Project Hail Mary isn’t a bad movie. It is clearly well done — quality technology creating the splendor of outer space, an interesting but flawed character, and an actor (Ryan Gosling) who winningly captures this character. But it doesn’t work for me.

I will confess it isn’t my type of movie to begin with — a Sci Fi movie with a lot of action moving the plot along. The sun is being eaten away by some mysterious microbe and someone has to go on a suicide mission to figure out why. Will they make it on time? So even though I wouldn’t normally go to this type of movie, I saw some potential there.

The main problem I have is there just isn’t enough plot and/or action to keep this movie going for the 2 and 1/2 hours plus running time of the movie. But what are directors (there are two of them — Phil Lord and Christoper Miller) to do when they have all this fabulous technology that can recreate outer space? They show it with way too many minutes of blaring choral music of Grace looking with awe. I get it. Yes, it is awesome but repetition makes it a little less so. It began to bore me after about the mid-point of the movie.

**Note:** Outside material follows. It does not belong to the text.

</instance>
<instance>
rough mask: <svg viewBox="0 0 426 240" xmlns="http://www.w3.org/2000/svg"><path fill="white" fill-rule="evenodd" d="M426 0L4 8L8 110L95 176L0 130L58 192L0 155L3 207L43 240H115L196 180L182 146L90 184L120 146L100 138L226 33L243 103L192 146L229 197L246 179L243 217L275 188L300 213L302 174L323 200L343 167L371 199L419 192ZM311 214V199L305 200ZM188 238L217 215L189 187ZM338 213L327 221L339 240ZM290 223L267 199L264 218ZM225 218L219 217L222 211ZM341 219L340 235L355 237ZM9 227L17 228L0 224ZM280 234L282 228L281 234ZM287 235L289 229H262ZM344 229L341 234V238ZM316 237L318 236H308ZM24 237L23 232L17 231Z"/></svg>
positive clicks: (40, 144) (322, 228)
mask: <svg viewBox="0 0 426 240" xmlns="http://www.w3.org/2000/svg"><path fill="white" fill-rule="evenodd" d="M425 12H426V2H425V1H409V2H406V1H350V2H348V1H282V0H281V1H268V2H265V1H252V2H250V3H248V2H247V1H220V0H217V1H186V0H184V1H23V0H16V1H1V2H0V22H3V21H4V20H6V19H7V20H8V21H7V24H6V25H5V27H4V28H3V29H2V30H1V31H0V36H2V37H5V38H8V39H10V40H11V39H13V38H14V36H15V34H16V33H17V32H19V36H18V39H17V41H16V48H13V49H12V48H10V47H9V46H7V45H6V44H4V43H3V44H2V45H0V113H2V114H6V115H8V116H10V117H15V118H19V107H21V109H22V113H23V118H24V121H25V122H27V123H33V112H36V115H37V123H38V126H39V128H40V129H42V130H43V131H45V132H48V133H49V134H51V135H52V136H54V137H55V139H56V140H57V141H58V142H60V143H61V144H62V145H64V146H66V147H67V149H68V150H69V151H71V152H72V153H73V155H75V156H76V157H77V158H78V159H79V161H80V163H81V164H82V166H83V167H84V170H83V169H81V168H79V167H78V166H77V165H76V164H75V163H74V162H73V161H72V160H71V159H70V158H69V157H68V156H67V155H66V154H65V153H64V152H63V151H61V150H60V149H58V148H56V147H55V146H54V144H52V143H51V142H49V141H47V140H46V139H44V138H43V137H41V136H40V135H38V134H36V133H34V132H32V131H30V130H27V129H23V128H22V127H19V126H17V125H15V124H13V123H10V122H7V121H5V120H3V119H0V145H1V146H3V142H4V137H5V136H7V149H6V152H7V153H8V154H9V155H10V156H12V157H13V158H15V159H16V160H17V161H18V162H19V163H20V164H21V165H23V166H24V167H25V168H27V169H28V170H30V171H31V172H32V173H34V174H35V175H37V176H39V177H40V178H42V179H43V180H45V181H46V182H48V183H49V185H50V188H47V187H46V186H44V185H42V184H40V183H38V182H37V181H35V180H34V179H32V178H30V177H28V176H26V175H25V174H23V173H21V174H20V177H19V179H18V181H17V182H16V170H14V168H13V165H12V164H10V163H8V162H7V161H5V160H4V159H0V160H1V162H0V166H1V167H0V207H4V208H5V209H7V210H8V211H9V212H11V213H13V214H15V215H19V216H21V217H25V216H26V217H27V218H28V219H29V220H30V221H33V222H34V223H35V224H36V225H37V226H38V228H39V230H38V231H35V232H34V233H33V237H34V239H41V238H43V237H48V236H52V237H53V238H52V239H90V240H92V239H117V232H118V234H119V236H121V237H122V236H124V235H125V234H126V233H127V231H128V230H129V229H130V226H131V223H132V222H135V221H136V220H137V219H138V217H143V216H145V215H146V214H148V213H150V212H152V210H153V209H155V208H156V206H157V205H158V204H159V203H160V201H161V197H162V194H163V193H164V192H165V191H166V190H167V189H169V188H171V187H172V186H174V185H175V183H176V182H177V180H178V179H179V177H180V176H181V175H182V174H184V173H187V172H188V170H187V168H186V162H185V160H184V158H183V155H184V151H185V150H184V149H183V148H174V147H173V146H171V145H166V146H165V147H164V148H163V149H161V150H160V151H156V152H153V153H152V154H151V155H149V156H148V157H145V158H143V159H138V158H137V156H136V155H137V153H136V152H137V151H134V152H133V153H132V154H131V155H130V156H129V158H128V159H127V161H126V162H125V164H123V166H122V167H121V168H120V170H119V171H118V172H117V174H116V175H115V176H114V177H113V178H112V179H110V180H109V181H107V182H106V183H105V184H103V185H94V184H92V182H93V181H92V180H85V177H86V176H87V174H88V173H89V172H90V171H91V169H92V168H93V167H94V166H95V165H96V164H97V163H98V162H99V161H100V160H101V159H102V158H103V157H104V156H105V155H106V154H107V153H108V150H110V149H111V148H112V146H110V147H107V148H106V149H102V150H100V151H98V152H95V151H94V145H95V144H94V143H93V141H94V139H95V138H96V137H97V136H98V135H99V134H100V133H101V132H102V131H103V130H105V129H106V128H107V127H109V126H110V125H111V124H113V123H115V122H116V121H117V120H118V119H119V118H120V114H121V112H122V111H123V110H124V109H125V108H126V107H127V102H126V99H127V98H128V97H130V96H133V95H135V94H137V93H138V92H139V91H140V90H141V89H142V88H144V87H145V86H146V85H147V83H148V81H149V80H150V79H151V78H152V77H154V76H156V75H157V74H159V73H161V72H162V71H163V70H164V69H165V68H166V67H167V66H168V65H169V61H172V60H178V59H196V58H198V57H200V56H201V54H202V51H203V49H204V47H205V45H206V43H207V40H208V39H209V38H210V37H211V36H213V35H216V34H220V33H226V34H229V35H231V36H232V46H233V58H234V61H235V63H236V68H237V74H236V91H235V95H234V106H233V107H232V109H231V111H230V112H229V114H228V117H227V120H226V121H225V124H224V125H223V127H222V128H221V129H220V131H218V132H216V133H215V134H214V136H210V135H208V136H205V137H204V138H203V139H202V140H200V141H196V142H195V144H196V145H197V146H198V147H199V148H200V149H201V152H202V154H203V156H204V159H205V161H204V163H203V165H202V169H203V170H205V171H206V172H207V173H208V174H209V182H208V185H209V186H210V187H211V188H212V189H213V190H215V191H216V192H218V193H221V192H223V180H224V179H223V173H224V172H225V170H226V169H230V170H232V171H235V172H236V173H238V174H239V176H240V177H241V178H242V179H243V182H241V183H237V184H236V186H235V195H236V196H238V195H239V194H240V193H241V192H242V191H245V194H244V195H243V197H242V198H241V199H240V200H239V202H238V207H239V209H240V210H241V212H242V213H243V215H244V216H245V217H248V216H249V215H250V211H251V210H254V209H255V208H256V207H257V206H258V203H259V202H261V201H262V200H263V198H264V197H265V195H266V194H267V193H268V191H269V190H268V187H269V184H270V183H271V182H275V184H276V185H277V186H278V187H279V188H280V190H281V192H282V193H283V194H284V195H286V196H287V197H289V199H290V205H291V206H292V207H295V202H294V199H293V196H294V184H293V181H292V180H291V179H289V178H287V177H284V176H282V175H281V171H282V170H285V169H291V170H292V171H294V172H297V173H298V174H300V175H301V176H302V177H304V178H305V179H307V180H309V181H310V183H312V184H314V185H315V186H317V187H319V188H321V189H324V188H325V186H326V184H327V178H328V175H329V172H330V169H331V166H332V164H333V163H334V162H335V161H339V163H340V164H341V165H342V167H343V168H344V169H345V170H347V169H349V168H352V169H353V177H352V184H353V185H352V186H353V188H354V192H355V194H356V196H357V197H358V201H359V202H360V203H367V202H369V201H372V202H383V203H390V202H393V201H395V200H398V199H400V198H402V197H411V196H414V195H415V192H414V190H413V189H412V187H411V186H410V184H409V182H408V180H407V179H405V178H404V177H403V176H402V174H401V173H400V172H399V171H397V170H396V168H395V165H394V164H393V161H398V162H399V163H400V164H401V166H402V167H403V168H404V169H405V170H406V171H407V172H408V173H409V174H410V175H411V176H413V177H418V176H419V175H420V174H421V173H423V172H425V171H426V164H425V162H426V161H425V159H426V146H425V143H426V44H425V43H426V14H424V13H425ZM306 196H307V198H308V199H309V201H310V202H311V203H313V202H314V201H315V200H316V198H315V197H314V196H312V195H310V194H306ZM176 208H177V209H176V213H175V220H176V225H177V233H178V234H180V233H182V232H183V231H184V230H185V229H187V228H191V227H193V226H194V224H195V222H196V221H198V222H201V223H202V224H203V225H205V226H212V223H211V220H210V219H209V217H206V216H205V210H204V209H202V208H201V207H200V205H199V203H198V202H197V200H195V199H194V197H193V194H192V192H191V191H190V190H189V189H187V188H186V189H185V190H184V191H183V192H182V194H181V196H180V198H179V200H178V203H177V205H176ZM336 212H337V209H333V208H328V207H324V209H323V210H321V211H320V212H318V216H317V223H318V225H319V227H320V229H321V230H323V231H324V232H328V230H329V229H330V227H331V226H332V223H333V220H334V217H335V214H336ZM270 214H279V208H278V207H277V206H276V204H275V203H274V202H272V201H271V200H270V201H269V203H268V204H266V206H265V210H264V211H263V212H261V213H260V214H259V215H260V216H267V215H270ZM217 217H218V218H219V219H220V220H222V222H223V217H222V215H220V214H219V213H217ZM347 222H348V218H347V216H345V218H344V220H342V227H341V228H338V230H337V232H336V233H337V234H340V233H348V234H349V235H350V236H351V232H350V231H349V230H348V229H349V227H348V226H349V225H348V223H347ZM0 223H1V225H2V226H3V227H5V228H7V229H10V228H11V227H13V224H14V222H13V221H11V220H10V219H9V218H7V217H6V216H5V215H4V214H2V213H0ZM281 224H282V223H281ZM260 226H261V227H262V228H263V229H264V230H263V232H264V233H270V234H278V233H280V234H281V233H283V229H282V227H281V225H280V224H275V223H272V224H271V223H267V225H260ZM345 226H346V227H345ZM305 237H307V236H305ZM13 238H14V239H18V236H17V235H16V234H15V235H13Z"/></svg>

This boredom lead to me picking apart the plot. Most movies depend on suspending a certain amount of disbelief. A movie about spacecraft in outer space and meeting with aliens then would require much more than the normal movie. Keep the damn thing moving or else you will lose your audience. So, as I was plodding through these beautiful shots of space, I used this time to find plot holes.

Like how the hell was Rocky (the alien our lead character, Grace, encounters in his trip) is Grace going to reconnect with Rocky in the vast expanse of space when they have no communication after Grace departs for earth. Or, given the time needed to save the earth and the time Grace needs to get where he needs to go and his own inability to make it back, how is their enough time for him to save Earth. There was a very short time frame to work with.

Now normally these are not big issues in a movie that is moving along because you are paying attention to what is happening on screen but it is the death knell for movies when you start thinking about them in the middle of the movie you are watching because it means you are no longer watching the movie.

So while Project Hail Mary is in no way a bad movie, it just isn’t a great movie either.